Climatiq Closes $11.6M Series A to Fix Scope 3 with AI Carbon Data

Climatiq, a Berlin-based climate-tech startup, has just raised $11.6 million in fresh Series A funding to tackle one of sustainability’s biggest headaches: Scope 3 emissions. Backed by leading European VCs, Climatiq is betting that its AI-powered carbon data platform can finally bring precision and transparency to the murky world of indirect emissions.

Key Takeaways

  • Climatiq secured $11.6 million in a Series A led by Alstin Capital.
  • Its AI matches messy procurement data to 190,000+ verified emissions factors.
  • The platform focuses on Scope 3 emissions—often 80–90% of a company’s carbon footprint.
  • Funding will expand its engineering team and strengthen its emissions database.
  • Major clients like Siemens and Celonis already use Climatiq’s plug‑and‑play API.

Climatiq announced this week that it closed an $11.6 million Series A funding round, led by Alstin Capital, with participation from Singular and Cherry Ventures. Despite a global slowdown in climate-tech VC funding, Climatiq successfully convinced investors that its solution could unlock real progress for companies struggling to measure and reduce hidden emissions.

Founded in Berlin, Climatiq aims to make carbon accounting as seamless as possible by embedding automated emissions data directly into everyday business processes.

The Scope 3 Problem

When companies think about their carbon footprint, Scope 1 and Scope 2 emissions—those from owned operations and purchased energy—are relatively easy to measure. The real challenge is Scope 3: all indirect emissions from suppliers, logistics, employee travel, purchased goods and services, and waste.

For many large companies, Scope 3 can make up more than 90% of their total emissions. Yet, reporting is mostly guesswork—based on rough averages and industry factors that rarely reflect real activities.
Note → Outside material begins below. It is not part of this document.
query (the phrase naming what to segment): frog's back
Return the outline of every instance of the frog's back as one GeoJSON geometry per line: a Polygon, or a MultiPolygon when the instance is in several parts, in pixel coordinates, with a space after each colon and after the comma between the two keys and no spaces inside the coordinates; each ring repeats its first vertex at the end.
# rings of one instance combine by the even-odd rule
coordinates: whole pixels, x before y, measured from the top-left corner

This makes credible sustainability reporting difficult and compliance with regulations like the EU’s CSRD increasingly risky.
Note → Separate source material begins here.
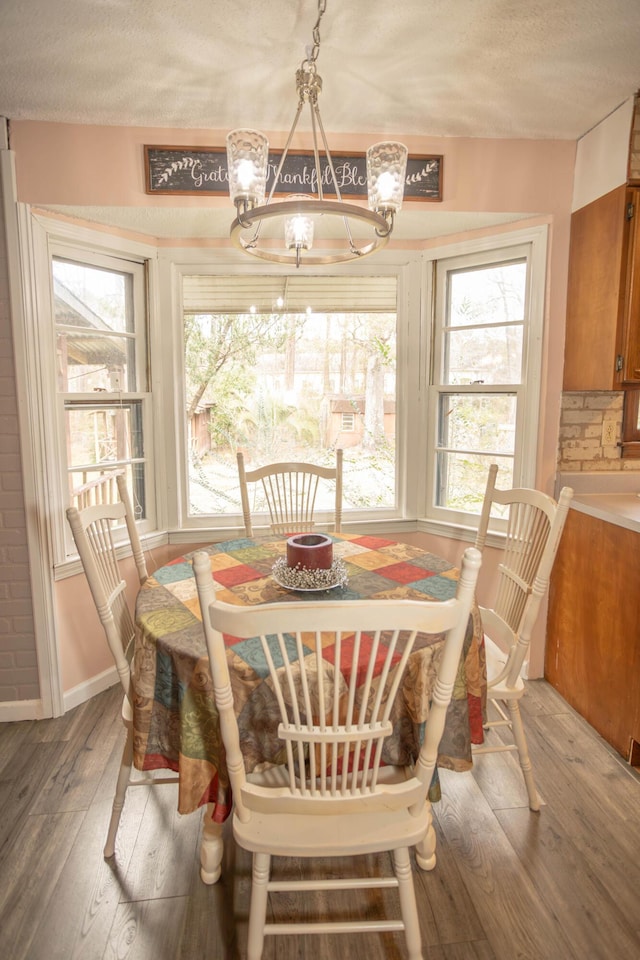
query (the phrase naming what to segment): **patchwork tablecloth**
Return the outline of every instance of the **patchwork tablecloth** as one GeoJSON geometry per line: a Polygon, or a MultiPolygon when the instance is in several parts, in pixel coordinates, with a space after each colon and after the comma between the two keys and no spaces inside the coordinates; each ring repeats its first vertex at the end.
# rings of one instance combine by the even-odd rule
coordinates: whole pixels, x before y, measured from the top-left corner
{"type": "MultiPolygon", "coordinates": [[[[334,556],[347,566],[346,586],[323,593],[287,590],[271,575],[276,559],[286,553],[286,538],[242,538],[206,548],[216,596],[227,603],[260,604],[304,598],[447,600],[455,594],[458,570],[434,554],[386,537],[331,536],[334,556]]],[[[140,770],[179,772],[180,813],[215,802],[214,819],[223,820],[230,793],[191,558],[179,557],[158,569],[138,595],[134,763],[140,770]]],[[[401,735],[394,738],[387,762],[402,764],[417,756],[441,647],[441,636],[423,636],[416,644],[399,698],[405,712],[397,724],[401,735]]],[[[249,769],[255,769],[269,763],[278,749],[278,718],[259,643],[238,641],[228,649],[242,750],[249,769]]],[[[485,699],[482,628],[474,610],[440,744],[440,766],[471,767],[471,743],[483,739],[485,699]]],[[[437,787],[431,796],[437,799],[437,787]]]]}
How Climatiq’s AI Makes It Simple

Climatiq’s main selling point is its AI-powered data engine that can process huge volumes of messy business data—like invoices, bills of materials, and procurement reports—and automatically match them to the right emissions factors.

Key Features:

  • 190,000+ verified emissions factors covering 300+ regions.
  • Scientific vetting based on the GHG Protocol, ISO standards, and leading climate research.
  • Autopilot AI that reads unstructured text and links it to accurate carbon values.
  • Transparent audit trail so companies can see exactly how every CO₂ number was calculated.

This means a procurement manager or CFO can plug Climatiq’s API into their ERP system and get real, traceable carbon data—without months of manual research.

Who’s Using It Already?

Early adopters include enterprise clients like Siemens and Celonis, who integrate Climatiq’s API into their own sustainability workflows. The tool works on a pay-per-request basis, so companies only pay for what they use. This makes Climatiq scalable for both SMEs and large multinationals.

Why This Matters Now

Regulatory pressure is rising. New rules like the EU’s Corporate Sustainability Reporting Directive (CSRD) mean thousands of companies will soon need to disclose full Scope 3 data—or face penalties.
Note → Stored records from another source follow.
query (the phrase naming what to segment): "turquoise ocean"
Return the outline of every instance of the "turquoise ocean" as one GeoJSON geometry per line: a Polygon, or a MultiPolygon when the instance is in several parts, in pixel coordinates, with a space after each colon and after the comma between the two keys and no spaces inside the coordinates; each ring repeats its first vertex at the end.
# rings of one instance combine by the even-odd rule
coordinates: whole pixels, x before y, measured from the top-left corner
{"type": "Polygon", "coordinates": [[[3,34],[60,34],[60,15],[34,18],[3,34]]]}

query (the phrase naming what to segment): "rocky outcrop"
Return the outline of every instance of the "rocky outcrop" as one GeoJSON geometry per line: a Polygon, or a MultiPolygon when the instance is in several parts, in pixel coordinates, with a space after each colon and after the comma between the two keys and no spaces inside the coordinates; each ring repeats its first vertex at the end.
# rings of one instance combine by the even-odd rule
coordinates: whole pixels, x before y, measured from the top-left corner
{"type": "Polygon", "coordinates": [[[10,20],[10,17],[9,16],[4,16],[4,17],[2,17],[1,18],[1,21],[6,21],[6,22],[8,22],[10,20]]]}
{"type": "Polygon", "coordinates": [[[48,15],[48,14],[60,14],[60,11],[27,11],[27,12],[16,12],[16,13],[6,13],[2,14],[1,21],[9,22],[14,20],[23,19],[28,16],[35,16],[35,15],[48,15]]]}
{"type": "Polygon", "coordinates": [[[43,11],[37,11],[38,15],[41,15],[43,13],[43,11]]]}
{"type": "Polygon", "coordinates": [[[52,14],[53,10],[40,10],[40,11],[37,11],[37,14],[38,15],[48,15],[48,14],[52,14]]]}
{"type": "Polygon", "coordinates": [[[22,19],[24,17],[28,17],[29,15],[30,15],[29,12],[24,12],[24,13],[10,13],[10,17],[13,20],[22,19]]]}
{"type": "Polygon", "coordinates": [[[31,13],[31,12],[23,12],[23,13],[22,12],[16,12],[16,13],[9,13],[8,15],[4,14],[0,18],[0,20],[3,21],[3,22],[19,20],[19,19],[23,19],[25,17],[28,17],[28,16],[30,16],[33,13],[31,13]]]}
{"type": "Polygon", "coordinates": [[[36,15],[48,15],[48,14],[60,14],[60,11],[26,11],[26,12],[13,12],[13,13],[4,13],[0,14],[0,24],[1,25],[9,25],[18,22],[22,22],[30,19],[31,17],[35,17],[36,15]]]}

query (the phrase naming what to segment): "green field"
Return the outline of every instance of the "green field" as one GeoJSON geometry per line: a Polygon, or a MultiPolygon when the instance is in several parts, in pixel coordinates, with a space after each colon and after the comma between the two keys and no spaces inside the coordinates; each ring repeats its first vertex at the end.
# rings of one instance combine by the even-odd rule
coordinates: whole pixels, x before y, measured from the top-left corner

Investors care. Accurate emissions reporting can make or break ESG scores, which affect how much capital flows into a business.

Data builds trust. Consumers and partners are pushing for proof, not promises. AI-enabled carbon accounting brings credibility.

Expert Voice

A recent Systemiq report found that AI could help cut up to 5.4 billion tonnes of CO₂e by 2030 if used to optimize supply chains, logistics, and energy systems. But without trustworthy data, those AI tools are blind. Climatiq aims to be that data backbone.

At the same time, AI’s own carbon footprint is a growing concern. Training big models and running massive data centers generates CO₂ too—around 1% of global emissions by some estimates. The hope is that tools like Climatiq deliver net savings by enabling smarter cuts elsewhere.

Conclusion

As carbon reporting shifts from voluntary to mandatory, solutions like Climatiq’s promise to ease the compliance burden and make climate action credible. By turning dusty invoices into actionable climate data, they could give companies the real numbers they need to cut emissions—and prove it to regulators, investors, and the public.